Ladd's bands, sometimes called bands of Ladd, are fibrous stalks of peritoneal tissue that attach the cecum to the retroperitoneum in the right lower quadrant (RLQ). Obstructing Ladd's bands are associated with malrotation of the intestine, a developmental disorder in which the cecum is found in the right upper quadrant (RUQ), instead of its normal anatomical position in the RLQ. Ladd's bands then pass over the second part of the duodenum, causing extrinsic compression and obstruction. This clinically manifests as poor feeding and bilious vomiting in neonates. Screening can be performed with an upper GI series. The most severe complication of malrotation is midgut volvulus, in which the mesenteric base twists around the superior mesenteric artery, compromising intestinal perfusion, leading to bowel necrosis.
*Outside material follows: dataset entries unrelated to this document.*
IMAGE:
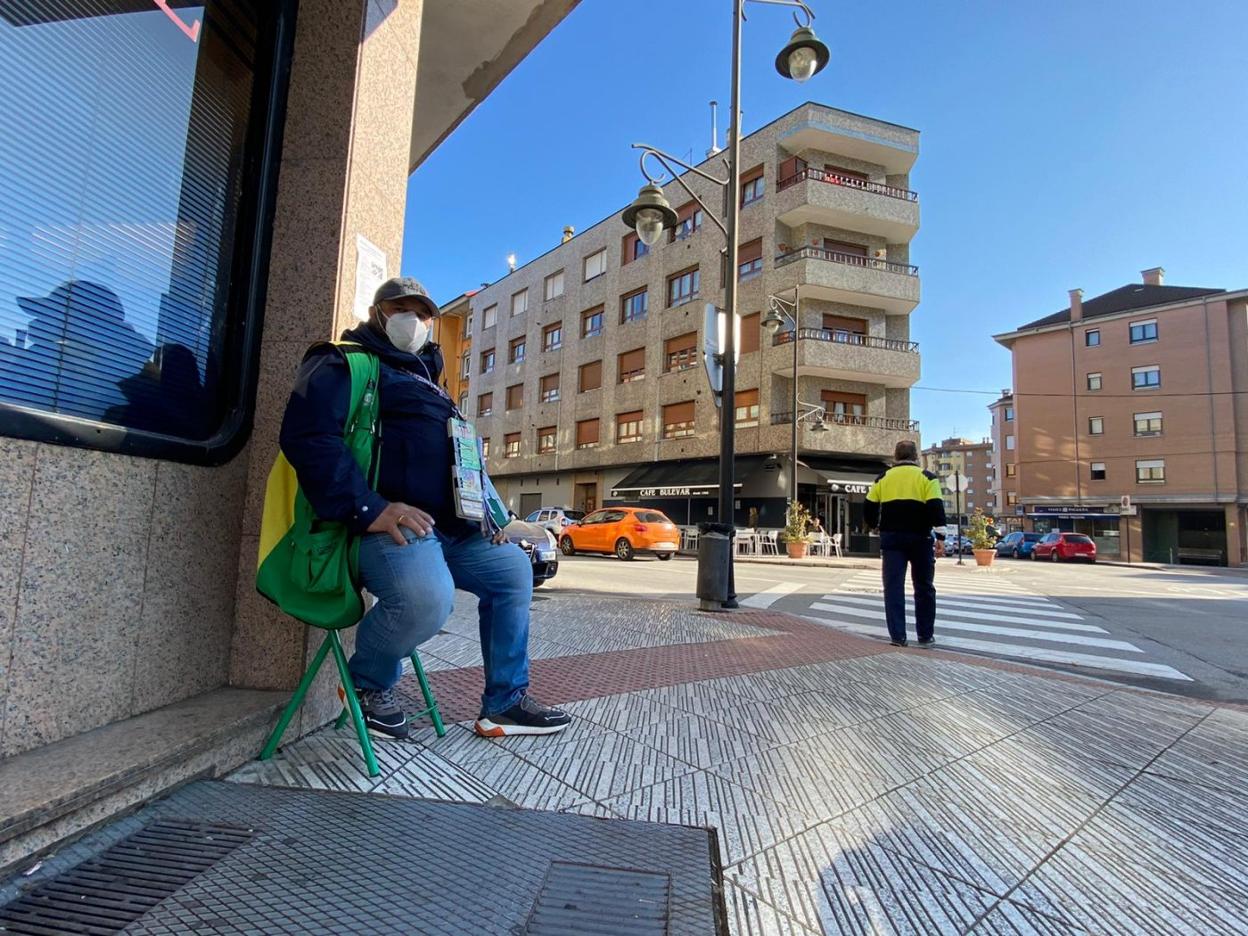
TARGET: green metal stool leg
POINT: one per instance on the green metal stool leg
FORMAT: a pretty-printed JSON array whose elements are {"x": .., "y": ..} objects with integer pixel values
[
  {"x": 296, "y": 700},
  {"x": 353, "y": 704},
  {"x": 434, "y": 714}
]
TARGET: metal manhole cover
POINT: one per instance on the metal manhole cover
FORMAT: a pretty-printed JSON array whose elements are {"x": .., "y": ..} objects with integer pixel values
[
  {"x": 110, "y": 891},
  {"x": 578, "y": 900}
]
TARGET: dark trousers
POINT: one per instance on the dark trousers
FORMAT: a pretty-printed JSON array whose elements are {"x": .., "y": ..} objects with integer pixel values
[{"x": 915, "y": 549}]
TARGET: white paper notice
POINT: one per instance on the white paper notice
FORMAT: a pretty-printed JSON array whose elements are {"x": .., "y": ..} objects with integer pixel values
[{"x": 370, "y": 273}]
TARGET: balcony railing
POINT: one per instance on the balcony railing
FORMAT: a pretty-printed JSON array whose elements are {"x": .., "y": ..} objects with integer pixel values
[
  {"x": 853, "y": 260},
  {"x": 870, "y": 422},
  {"x": 819, "y": 175},
  {"x": 843, "y": 337}
]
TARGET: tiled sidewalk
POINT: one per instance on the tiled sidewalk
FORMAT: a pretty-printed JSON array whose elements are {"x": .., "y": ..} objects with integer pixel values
[{"x": 855, "y": 788}]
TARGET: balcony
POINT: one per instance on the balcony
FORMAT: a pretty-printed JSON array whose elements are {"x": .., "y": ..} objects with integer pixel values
[
  {"x": 821, "y": 197},
  {"x": 844, "y": 356},
  {"x": 855, "y": 434},
  {"x": 849, "y": 277}
]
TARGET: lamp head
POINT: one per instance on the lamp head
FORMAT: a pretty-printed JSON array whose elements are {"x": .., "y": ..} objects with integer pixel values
[{"x": 804, "y": 58}]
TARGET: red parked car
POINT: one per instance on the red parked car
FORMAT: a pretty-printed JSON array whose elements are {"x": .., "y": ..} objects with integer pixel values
[{"x": 1065, "y": 547}]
A surgical operation called a "Ladd procedure" is performed to alleviate intestinal malrotation. The procedure involves counterclockwise detorsion of the bowel, surgical division of Ladd's bands (shown in image), widening of the small intestine's mesentery, performing an appendectomy, and reorientation of the small bowel on the right and the cecum and colon on the left (the appendectomy is performed so as not to be confused by atypical presentation of appendicitis at a later date). Most Ladd surgical repairs take place in infancy or childhood.

Ladd's bands and the Ladd procedure are named after American pediatric surgeon William Edwards Ladd (1880–1967).